SplitterForClassification¶

SplitterForClassification is a specialized version of BaseSplitter designed for *ForSequenceClassification HuggingFace models. It simplifies the setup by automatically identifying the classification head as the split point and the granularity as the [CLS] token.

When to Use¶

Use SplitterForClassification instead of ModelWithSplitPoints when:

Your model is a Hugging Face *ForSequenceClassification model.
You want to extract CLS-token activations without manually specifying a split point.
You want a cleaner, faster concept pipeline for classification tasks.

Additional Gain¶

It unlocks the inputs-to-concepts attributions workflow, which is not possible with ModelWithSplitPoints.

Quick Example¶

from interpreto import SplitterForClassification

splitter = SplitterForClassification(
    "nateraw/bert-base-uncased-emotion",
    batch_size=32,
    device_map="cuda",
)

# Compute activations and predictions on a dataset
activations, predictions = splitter.get_activations(texts, tqdm_bar=True)

API Reference¶

interpreto.SplitterForClassification ¶

SplitterForClassification(model_or_repo_id, split_point=None, tokenizer=None, config=None, batch_size=1, device_map=None, **kwargs)

Bases: BaseSplitter

A BaseSplitter specialization for sequence classification models.

Provides optimized implementations of activation extraction and concept gradient computation by exploiting the known structure of classification models: a backbone followed by a single classification head.

The split point is always the classification head, and activations are the CLS-token representations fed into that head.

The wrapper loads a sequence classification model and automatically identifies its classification head as the split point. This simplifies the concept pipeline for classification models by removing the need to manually specify split points and forcing the granularity to be the [CLS] token.

Parameters:

Name	Type	Description	Default
`model_or_repo_id` ¶	`str \| PreTrainedModel`	A Hugging Face model ID or a pre-loaded `PreTrainedModel` instance. Must be a sequence classification model.	required
`split_point` ¶	`str \| None`	Name of the classification head module. If None, auto-detected by searching for common names (`"classifier"`, `"classification_head"`, `"score"`). For most models, one can trust the auto-detection. Nonetheless, there is a difference with other splitter, Here we use the input of the split_point not its output.	`None`
`tokenizer` ¶	`PreTrainedTokenizer \| PreTrainedTokenizerFast \| None`	The tokenizer associated with the model. If None, it is loaded from the model repo.	`None`
`config` ¶	`PretrainedConfig \| None`	Model configuration.
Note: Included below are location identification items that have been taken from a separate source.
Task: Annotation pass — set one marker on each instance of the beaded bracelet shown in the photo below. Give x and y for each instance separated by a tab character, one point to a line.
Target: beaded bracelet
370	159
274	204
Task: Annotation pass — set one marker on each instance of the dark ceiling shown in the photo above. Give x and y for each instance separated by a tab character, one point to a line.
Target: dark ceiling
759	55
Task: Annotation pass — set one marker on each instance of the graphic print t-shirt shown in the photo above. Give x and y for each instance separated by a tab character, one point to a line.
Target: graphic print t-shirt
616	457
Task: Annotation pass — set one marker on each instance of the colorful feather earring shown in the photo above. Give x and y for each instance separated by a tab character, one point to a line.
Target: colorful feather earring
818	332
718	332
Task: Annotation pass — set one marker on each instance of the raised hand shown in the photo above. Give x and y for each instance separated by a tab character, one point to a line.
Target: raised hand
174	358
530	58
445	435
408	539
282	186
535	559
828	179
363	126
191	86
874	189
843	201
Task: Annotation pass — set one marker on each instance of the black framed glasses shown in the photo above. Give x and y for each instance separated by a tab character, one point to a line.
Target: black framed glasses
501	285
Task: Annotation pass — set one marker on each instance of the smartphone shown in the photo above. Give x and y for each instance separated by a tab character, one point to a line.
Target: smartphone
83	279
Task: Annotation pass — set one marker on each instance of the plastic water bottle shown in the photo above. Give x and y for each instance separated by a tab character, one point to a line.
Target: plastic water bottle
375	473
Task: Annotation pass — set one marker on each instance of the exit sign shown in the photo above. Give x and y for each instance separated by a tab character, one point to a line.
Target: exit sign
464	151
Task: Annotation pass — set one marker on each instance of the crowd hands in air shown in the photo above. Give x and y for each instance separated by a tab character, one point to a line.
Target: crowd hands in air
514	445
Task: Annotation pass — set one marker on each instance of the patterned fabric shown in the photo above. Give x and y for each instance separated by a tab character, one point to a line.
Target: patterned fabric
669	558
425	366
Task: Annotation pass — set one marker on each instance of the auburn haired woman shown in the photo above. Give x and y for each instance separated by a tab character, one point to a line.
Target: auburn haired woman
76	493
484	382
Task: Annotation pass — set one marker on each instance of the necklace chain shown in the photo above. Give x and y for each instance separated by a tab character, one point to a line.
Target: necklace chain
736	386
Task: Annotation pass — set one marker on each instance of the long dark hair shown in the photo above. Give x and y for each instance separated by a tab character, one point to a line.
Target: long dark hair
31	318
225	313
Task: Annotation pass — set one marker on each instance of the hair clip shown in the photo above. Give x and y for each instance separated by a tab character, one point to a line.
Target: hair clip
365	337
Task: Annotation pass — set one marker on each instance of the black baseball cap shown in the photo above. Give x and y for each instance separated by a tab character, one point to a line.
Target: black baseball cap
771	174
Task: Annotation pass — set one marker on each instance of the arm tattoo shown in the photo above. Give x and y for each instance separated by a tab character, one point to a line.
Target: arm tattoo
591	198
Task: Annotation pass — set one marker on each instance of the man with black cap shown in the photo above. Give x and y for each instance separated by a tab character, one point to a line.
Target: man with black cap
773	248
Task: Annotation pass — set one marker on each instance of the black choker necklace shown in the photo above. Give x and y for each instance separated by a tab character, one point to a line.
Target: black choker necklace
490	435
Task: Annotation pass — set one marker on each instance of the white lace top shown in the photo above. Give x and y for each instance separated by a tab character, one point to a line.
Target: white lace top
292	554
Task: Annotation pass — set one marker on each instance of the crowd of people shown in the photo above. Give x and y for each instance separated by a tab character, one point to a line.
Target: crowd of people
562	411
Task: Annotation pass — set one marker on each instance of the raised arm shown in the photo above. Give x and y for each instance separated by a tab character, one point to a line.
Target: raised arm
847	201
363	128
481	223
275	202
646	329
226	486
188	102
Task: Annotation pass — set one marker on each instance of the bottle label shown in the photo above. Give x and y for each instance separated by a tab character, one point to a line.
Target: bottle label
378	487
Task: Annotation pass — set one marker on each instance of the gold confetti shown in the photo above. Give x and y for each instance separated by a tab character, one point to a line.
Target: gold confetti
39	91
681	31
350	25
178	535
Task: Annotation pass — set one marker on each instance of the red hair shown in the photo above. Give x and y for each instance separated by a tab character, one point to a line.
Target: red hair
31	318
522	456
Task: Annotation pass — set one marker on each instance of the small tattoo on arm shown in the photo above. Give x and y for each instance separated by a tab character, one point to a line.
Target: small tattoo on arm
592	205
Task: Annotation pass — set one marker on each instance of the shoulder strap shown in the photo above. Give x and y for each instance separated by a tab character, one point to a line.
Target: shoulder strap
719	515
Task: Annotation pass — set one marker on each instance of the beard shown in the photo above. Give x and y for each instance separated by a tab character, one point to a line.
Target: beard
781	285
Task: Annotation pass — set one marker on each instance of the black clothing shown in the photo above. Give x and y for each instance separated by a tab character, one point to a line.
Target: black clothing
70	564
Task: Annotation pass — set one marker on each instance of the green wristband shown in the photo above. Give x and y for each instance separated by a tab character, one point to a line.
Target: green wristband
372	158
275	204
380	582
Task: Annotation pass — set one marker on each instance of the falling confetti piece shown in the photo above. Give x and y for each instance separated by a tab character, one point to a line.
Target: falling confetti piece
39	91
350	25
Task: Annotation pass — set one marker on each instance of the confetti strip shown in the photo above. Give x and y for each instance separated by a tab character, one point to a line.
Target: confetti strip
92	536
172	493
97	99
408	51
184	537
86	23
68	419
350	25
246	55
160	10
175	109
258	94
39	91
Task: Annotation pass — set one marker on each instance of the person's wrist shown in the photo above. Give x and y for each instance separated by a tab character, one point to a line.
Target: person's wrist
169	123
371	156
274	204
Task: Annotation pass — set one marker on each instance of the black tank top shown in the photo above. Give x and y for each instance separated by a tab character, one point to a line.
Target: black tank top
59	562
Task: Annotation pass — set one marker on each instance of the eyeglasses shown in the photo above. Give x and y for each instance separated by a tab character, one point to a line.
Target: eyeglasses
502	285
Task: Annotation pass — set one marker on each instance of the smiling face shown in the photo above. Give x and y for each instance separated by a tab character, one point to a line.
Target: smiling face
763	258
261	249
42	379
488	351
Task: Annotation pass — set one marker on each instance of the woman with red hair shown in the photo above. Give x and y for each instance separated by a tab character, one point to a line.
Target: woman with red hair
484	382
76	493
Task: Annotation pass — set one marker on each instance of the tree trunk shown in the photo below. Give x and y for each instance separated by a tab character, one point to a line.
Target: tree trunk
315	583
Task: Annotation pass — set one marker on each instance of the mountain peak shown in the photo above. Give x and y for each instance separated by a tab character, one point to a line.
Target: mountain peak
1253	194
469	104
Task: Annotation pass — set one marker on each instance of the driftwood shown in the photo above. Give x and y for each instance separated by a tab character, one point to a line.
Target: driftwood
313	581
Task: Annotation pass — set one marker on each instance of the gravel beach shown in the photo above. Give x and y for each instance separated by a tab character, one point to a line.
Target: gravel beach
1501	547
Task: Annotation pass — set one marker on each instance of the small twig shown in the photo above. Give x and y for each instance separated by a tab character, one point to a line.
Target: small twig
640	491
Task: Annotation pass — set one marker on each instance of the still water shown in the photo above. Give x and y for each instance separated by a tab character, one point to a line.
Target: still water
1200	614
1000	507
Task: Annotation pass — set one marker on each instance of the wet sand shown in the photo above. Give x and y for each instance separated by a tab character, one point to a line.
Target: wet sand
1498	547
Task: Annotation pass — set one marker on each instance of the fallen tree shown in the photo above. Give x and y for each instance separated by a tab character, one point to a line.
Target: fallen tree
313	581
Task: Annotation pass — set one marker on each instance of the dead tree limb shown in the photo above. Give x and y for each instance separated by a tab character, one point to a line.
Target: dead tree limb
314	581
If None, loaded automatically.	`None`
`batch_size` ¶	`int`	Batch size for activation extraction and gradient computation.	`1`
`device_map` ¶	`device \| str \| None`	Device on which to load the model (e.g., `"cuda"` or `"cpu"`).	`None`
`**kwargs` ¶		Additional keyword arguments forwarded to `BaseSplitter`.	`{}`

Raises:

Type	Description
`ValueError`	If `model_or_repo_id` is a PreTrainedModel that is not a sequence classification model.

Example

from interpreto import SplitterForClassification

splitter = SplitterForClassification(
    "nateraw/bert-base-uncased-emotion",
    batch_size=32,
    device_map="cuda",
)

Source code in interpreto/concepts/splitters/splitter_for_classification.py

def __init__(
    self,
    model_or_repo_id: str | PreTrainedModel,
    split_point: str | None = None,
    tokenizer: PreTrainedTokenizer | PreTrainedTokenizerFast | None = None,
    config: PretrainedConfig | None = None,
    batch_size: int = 1,
    device_map: torch.device | str | None = None,
    **kwargs,
):
    """Initialize a SplitterForClassification model wrapper.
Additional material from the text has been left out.